Ho chi minh city – Vietnamese police bused 65 Cambodians from Ho Chi Minh City back to Cambodia on Friday, after arresting them for being in the country illegally, border officials said.
The group, mostly children from Svay Rieng province, is part of a growing population of Cambodians traveling to Vietnam to beg for money.
“We have been sending Cambodian beggars back to Cambodia sometimes as often as once or twice a month,” said Luon Kimkhuon, consul general at the Cambodian consulate in Ho Chi Minh City.
He said that many of the children are trafficked by ring leaders who keep a percentage of money earned from begging. He added that many of the returnees head back to Vietnam after they are released.
Hundreds of Cambodian children are begging in Vietnamese cities, according to Anne Horsley, a project coordinator with the International Organization for Migration.
But she added that a small IOM study of two groups recently repatriated suggested that more children are taken to Vietnam by one or both parents, rather than trafficked by a ringleader. The children generally stay for several months to earn money for their families.
Two children interviewed in Ho Chi Minh City’s Cholon district last week said they were from Svay Rieng’s Kompong Ro district and had been begging on the city’s streets for three weeks.
A definitive picture of the problem is hard to come by, as are statistics about how many of the children are victims of trafficking and how many return to Vietnam after being repatriated, Horsley said. Very little research has focused on the problem, and so most evidence is anecdotal.
Poverty is the main reason children beg, Horsley said. But Hun Neng, the provincial governor in Svay Rieng and the brother of the prime minister, disagreed.
“I went down myself to their houses in Chantrea and Kompong Ro districts,” he said. “They are begging to buy a motorbike or a TV, even though they have plenty of rice to feed them.”
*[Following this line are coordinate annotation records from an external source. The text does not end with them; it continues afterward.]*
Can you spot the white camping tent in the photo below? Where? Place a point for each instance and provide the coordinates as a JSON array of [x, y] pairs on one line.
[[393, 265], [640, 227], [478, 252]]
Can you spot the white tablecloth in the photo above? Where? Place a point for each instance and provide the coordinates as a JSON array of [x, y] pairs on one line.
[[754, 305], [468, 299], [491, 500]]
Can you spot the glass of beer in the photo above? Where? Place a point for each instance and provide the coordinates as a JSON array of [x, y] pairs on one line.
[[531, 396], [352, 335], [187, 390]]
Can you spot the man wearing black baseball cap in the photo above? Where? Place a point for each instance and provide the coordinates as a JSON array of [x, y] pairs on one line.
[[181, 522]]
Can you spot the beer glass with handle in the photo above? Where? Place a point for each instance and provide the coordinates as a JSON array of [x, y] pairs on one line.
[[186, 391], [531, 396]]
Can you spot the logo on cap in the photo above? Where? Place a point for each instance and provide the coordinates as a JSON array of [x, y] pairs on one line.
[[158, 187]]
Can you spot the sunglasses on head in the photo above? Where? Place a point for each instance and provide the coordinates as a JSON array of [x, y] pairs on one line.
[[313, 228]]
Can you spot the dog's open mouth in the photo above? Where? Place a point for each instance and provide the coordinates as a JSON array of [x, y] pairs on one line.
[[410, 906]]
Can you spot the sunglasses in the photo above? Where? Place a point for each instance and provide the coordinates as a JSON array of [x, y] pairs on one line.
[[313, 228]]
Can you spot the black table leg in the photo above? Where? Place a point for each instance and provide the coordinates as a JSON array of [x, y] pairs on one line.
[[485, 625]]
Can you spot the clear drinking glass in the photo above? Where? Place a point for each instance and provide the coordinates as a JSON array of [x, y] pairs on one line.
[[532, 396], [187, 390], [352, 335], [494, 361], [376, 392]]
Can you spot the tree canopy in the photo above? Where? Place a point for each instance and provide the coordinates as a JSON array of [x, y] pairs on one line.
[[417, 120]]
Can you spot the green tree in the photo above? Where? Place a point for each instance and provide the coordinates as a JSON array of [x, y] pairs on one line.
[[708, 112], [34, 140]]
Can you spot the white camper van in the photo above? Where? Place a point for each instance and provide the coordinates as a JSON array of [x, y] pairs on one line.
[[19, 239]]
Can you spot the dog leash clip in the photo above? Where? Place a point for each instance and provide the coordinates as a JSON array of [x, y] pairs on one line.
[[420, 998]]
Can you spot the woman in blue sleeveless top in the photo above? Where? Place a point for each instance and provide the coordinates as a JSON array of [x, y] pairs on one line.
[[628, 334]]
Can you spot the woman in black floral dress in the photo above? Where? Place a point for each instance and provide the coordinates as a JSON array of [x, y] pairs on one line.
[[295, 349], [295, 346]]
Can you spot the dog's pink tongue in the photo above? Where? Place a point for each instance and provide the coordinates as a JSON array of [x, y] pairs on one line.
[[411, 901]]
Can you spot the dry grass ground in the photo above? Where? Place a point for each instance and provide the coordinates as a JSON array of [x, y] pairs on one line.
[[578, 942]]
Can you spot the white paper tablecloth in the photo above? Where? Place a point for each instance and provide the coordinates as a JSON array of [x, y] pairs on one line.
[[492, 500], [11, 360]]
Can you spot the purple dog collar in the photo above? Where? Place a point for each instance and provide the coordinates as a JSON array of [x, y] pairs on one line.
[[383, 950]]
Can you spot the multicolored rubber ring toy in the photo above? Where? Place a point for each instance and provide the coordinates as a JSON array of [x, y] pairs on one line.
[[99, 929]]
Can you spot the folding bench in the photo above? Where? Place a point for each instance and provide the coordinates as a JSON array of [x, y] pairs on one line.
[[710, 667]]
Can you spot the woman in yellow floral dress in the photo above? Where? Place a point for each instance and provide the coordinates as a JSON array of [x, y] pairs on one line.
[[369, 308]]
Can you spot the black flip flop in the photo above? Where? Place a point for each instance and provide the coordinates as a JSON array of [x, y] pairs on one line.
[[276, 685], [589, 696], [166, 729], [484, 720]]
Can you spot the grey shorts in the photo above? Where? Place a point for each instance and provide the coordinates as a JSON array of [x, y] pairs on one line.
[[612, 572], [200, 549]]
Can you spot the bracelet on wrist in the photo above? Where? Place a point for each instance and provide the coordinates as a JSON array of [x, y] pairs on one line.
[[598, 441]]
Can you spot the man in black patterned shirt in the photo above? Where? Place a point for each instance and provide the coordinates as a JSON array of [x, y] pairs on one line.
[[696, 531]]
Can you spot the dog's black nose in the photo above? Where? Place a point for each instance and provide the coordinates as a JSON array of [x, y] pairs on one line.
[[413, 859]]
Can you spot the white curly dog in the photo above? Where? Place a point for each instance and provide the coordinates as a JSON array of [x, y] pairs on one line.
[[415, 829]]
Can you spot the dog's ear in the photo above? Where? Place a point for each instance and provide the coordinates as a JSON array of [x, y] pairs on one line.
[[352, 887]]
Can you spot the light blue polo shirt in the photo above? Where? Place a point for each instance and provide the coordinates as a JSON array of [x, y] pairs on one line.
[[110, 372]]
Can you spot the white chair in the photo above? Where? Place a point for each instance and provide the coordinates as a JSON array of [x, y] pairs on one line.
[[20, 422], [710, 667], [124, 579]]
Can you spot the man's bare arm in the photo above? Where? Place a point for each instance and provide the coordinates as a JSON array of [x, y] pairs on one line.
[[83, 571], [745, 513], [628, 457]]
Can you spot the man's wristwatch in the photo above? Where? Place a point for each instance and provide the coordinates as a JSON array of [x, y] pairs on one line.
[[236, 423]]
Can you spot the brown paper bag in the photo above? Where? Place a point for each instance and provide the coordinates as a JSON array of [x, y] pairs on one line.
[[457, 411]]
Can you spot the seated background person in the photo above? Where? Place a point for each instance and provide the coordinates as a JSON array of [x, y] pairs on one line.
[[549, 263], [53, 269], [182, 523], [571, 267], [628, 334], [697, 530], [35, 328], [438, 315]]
Regardless of motivations, those traveling to Vietnam to beg represent a problem that is only just emerging, especially when compared to those crossing the border into Thailand, where as many has half of the children are trafficked by ringleaders, Horsley said. “The challenge now is to stop it from spreading,” she said.
Efforts to curb the illegal migration need to include educating parents and children, she said. But, she said, they also have to make it easier to prosecute the traffickers.